In Indian food, cooking is a form
of worship just as any activity in life can be seen
as worship.
You have described eating and cooking as
forms of worship. Can you explain that?
Eating is always worship in the sense that the
body is our instrument of work and we must take care of it
in terms of diet. We should not eat simply for filling the
belly. Food should have some taste and give rise to love and
life, like most indian food does.
The body is a temple: the individual consciousness
that dwells within the body is part of the supreme consciousness.
Every effort to make our body pure and help its proper growth
and development is a form of "worship." So it is
with eating as well as cooking. Food that is cooked by someone
who does not want to cook, who is not in the proper consciousness,
will not be healthy food despite the ingredients. You may
not get sick from it, but it is not health producing. We do
not eat only the food that is cooked, but the consciousness
of the cook as well.
Cooking should be done as an offering to God.
Before eating one should first offer a portion on a separate
plate to God in meditation. It should be done slowly and deliberately
since meditation cannot be done in a hurry. In India, one
who has not taken bath and put on clean cloth will not be
allowed in the kitchen. One must be clean, and the kitchen
also must be clean before starting. The one cooking should
be in a happy mood, as should be the one who serves the indian
food. Food cooked by one who really likes to cook tastes quite
different from that food which is cooked merely out of obligation.

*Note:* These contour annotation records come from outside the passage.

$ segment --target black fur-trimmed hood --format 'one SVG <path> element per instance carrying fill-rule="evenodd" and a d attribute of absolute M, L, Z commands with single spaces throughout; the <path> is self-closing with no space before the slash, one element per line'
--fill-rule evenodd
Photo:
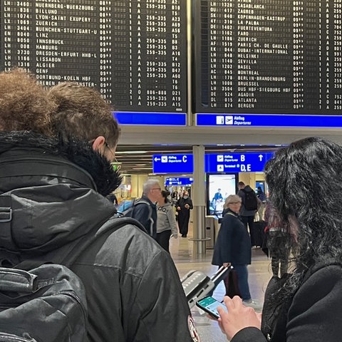
<path fill-rule="evenodd" d="M 86 143 L 0 133 L 0 263 L 64 248 L 98 229 L 116 212 L 104 196 L 120 182 Z"/>
<path fill-rule="evenodd" d="M 15 160 L 16 155 L 20 155 L 20 150 L 25 151 L 27 158 L 30 155 L 41 155 L 68 160 L 88 173 L 95 186 L 94 190 L 105 197 L 121 184 L 120 174 L 103 156 L 93 151 L 90 144 L 85 142 L 70 139 L 66 143 L 62 139 L 27 131 L 0 132 L 0 162 L 4 157 Z"/>

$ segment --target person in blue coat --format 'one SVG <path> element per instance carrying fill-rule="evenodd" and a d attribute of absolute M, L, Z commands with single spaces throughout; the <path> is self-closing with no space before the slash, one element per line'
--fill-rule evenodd
<path fill-rule="evenodd" d="M 270 200 L 296 252 L 293 271 L 274 276 L 262 318 L 224 297 L 219 324 L 231 342 L 337 342 L 342 336 L 342 147 L 306 138 L 265 168 Z"/>
<path fill-rule="evenodd" d="M 226 199 L 227 210 L 217 235 L 212 264 L 234 266 L 242 300 L 249 304 L 252 303 L 247 269 L 247 265 L 251 264 L 252 247 L 249 234 L 239 217 L 241 202 L 237 195 L 230 195 Z"/>

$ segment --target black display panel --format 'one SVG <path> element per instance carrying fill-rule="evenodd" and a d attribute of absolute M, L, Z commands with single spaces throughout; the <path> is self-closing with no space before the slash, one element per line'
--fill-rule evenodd
<path fill-rule="evenodd" d="M 195 113 L 342 113 L 341 0 L 193 4 Z"/>
<path fill-rule="evenodd" d="M 187 111 L 185 0 L 1 1 L 0 71 L 98 88 L 116 110 Z"/>

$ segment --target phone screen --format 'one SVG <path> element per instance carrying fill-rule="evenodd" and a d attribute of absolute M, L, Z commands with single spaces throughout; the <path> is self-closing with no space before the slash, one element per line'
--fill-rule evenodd
<path fill-rule="evenodd" d="M 212 297 L 205 297 L 197 301 L 196 305 L 214 316 L 215 318 L 219 318 L 219 314 L 217 312 L 217 306 L 221 306 L 227 311 L 226 306 Z"/>

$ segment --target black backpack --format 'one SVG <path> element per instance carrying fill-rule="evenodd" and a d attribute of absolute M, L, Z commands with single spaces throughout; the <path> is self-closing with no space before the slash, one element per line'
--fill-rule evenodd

Bathing before cooking has a twofold effect:
preparing to bathe makes the cook more conscious of his or
her work; in this way it prepares one's mind. It also cleans,
purifies, relaxes, and removes fatigue and depression.
The art of cooking involves an emotional relationship
between the food and the cook. Cleaning, cutting, chopping
food - all these activities can be performed with a sense
of rhythm and in a relaxed manner. Cooking should be enjoyed
as much as any other art. It becomes a creative art when the
person cooking does so with complete emotional involvement.
In this way, like a clairvoyant, he or she will receive messages
through intuition, creating new tastes and evolving new recipes.
Once the cooking starts, one cannot taste the
food, nor should one try to enjoy the food being prepared
even by smelling it. If it is enjoyed first by ourselves,
it is no longer fit to offer to God.